La forte mobilisation des «gilets jaunes» a pris les cercles du pouvoir français par surprise. Ce qui avait commencé comme des manifestations marginales contre l’imposition d’une nouvelle taxe sur les carburants s’est lentement transformé en un vaste mouvement de contestation pour le pourvoir d’achat et contre le matraquage fiscal.

Les politiques et stratégies de Macron ont sans aucun doute exacerbé la situation et conduit à la crise politique actuelle. Pour de nombreux observateurs, la présidence de Macron n’a fait qu’une suite d’erreurs. L’insistance du président pour offrir des réductions d’impôt aux plus riches ou très riches comme supprimer l’impôt de solidarité sur la fortune (ISF) et d’Exit Taxe » affirmant que de telles mesures encourageaient les investissements, s’est avérée être une erreur stratégique.

Cadeaux aux riches

D’une part, cette approche a provoqué un trou de 10,5 milliards d’euros dans le budget 2018, ce qui correspond à une baisse de 39% du total des impôts perçus en 2017. Pour récupérer ces 10,5 milliards il a préféré donner moins aux citoyens ordinaires APL ou taxer le carburant et les produits énergétiques (TICPE).
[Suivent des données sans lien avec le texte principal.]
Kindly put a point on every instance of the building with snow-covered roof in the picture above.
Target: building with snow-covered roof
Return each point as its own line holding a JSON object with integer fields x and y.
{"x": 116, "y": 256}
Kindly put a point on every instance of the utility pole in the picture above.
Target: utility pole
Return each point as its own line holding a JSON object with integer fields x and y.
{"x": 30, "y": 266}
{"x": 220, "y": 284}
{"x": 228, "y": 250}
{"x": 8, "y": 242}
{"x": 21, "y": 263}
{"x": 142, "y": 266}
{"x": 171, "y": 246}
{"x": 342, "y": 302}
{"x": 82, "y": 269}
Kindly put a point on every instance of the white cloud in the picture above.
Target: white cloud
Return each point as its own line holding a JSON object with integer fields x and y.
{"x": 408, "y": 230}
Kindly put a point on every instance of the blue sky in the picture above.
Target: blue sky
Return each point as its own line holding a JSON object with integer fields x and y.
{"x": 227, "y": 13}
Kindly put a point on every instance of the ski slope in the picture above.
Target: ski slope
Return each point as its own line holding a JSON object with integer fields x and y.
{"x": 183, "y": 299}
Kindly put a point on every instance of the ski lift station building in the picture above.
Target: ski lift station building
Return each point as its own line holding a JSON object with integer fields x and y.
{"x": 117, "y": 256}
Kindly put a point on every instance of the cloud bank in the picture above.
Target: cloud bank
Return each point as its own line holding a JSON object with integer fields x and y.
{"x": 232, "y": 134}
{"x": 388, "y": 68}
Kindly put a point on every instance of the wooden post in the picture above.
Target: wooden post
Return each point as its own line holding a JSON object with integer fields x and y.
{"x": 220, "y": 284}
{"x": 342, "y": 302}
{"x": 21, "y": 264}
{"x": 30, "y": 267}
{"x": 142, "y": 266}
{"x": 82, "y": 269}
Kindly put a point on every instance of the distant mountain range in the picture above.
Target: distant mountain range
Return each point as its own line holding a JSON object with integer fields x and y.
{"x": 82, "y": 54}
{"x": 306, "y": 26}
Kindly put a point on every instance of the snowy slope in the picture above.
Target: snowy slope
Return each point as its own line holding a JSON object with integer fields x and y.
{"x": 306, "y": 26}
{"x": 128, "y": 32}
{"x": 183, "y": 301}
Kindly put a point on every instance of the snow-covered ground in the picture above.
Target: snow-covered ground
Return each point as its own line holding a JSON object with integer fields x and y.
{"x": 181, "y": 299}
Macron perd progressivement la bataille de l’opinion publique, de nombreux segments de la société française sont parvenus à la conclusion, à tort ou à raison, que Macron se soucie davantage des ultra-riches que des classes moyennes et ouvrières.
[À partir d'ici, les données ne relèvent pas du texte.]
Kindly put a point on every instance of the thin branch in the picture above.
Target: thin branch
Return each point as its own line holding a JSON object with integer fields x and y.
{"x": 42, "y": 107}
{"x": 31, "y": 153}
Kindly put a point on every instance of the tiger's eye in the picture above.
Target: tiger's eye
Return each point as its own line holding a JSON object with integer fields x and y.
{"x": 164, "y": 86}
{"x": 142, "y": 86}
La deuxième erreur de Macron a été d’ignorer les protestations dès le début. Le président semble avoir sous-estimé les «gilets jaunes» en raison de leur structure atypique. Ils ressemblent beaucoup à « Occupons Wall Street un mouvement de contestation dénonçant les abus du capitalisme financier ou aux mouvements qui ont émergé sur la place Tahrir en Égypte. Ils ont des revendications communes mais n’ont pas de représentation ni de porte-parole clairs.
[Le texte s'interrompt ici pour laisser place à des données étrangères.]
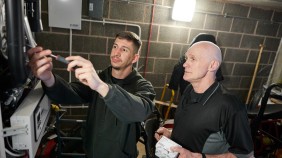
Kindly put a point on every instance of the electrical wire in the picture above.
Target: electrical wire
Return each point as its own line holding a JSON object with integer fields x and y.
{"x": 14, "y": 154}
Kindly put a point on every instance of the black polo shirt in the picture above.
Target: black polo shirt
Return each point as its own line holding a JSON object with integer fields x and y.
{"x": 214, "y": 122}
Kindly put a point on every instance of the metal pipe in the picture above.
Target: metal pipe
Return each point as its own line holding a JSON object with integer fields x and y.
{"x": 255, "y": 73}
{"x": 15, "y": 41}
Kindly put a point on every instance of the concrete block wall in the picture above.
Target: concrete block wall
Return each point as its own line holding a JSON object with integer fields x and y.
{"x": 239, "y": 29}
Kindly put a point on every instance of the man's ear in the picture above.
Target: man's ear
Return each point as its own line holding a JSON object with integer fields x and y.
{"x": 135, "y": 58}
{"x": 214, "y": 65}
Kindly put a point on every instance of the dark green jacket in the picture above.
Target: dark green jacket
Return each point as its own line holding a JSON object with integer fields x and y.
{"x": 112, "y": 127}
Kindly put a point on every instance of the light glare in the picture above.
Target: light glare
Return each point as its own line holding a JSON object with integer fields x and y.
{"x": 183, "y": 10}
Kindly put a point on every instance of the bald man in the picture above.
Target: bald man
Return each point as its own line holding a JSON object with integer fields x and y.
{"x": 209, "y": 121}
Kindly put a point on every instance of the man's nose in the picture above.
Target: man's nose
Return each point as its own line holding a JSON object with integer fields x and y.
{"x": 116, "y": 52}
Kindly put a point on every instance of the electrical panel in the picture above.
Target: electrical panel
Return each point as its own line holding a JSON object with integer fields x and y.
{"x": 65, "y": 13}
{"x": 31, "y": 118}
{"x": 96, "y": 8}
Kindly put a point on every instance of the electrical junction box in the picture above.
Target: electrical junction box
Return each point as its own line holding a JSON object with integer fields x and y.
{"x": 96, "y": 9}
{"x": 31, "y": 117}
{"x": 65, "y": 13}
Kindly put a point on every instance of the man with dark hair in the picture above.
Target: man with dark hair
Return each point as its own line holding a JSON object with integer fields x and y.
{"x": 119, "y": 97}
{"x": 176, "y": 79}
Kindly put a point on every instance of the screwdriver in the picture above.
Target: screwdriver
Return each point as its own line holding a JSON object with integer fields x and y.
{"x": 62, "y": 59}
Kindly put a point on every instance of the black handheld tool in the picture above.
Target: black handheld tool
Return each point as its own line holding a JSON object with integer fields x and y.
{"x": 61, "y": 59}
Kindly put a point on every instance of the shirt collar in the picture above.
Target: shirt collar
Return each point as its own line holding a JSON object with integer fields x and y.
{"x": 203, "y": 99}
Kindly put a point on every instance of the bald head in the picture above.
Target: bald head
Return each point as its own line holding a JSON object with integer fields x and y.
{"x": 207, "y": 50}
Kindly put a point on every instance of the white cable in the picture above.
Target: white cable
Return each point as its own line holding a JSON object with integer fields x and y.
{"x": 10, "y": 146}
{"x": 13, "y": 154}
En raison de son manque de jugement, le président français a été extrêmement lent à réagir. Par conséquent, son silence est reçu comme du dédain envers les manifestants.

Macron a du mépris pour les pauvres

Au début, les demandes des «gilets jaunes» ont été mal accueillies par le président français. Macron a choisi d’oublier leurs griefs, est resté inflexible dans ses orientations politiques et n’a même pas parlé aux Français du problème pendant plus d’un mois. Durant les 3 premiers samedis de manifestations il se trouvait à l’étranger et son Premier ministre répétait « nous gardons le même cap, nous ne changeons rien ».

Le peuple a bien reçu le message et cela a fini par radicaliser les revendications du mouvement. Ainsi, les «gilets jaunes» sont passés de la demande de suppression de la taxe sur les carburants à la demande de renvoi de Macron lui-même. Ainsi, lorsque le Premier ministre, Édouard Philippe, a annoncé la suspension de toute augmentation des taxes sur l’essence pendant six mois, les manifestants ont estimé que c’était trop peu, trop tard.

Diviser pour gagner

Une autre erreur a été que le gouvernement adopte une approche sévère à l’égard des manifestations, qui étaient au départ entièrement pacifiques. Les autorités françaises ne parlaient que des décrives minoritaire et non pas des préoccupations des Français, afin de créer un fossé entre les manifestants et la population en général. Sur les chaines d’informations continues les images de voyous étaient très présentes. Les «gilets jaunes» les accusent d’être des agitateurs professionnels de connivence avec la police. Ces stratégies politiques n’ont pas réussi à créer l’effet psychologique souhaité sur la population.

L’utilisation des véhicules blindés de la gendarmerie et d’autres méthodes agressives par la police anti-émeute visaient à effrayer les manifestants et à créer un climat de psychose parmi la population. Au final, le récit de sécurité prenait le pas sur le récit de justice sociale. Cependant, ces tactiques se sont révélées contre-productives.

« Jupiter » redescend sur terre

Dans l’ensemble, Macron assume une lourde responsabilité dans la situation actuelle. Ses politiques économiques et fiscales se sont révélées inadéquates, alors que ses manœuvres politiques et ses stratégies de communication ont été largement déficientes. Maintenant redevenu un homme de dialogue, il a finalement décidé de parler aux Français à la télévision. Ce soir Macron sera obligé de négocier et de faire des concessions beaucoup plus importantes qu’au début des manifestations.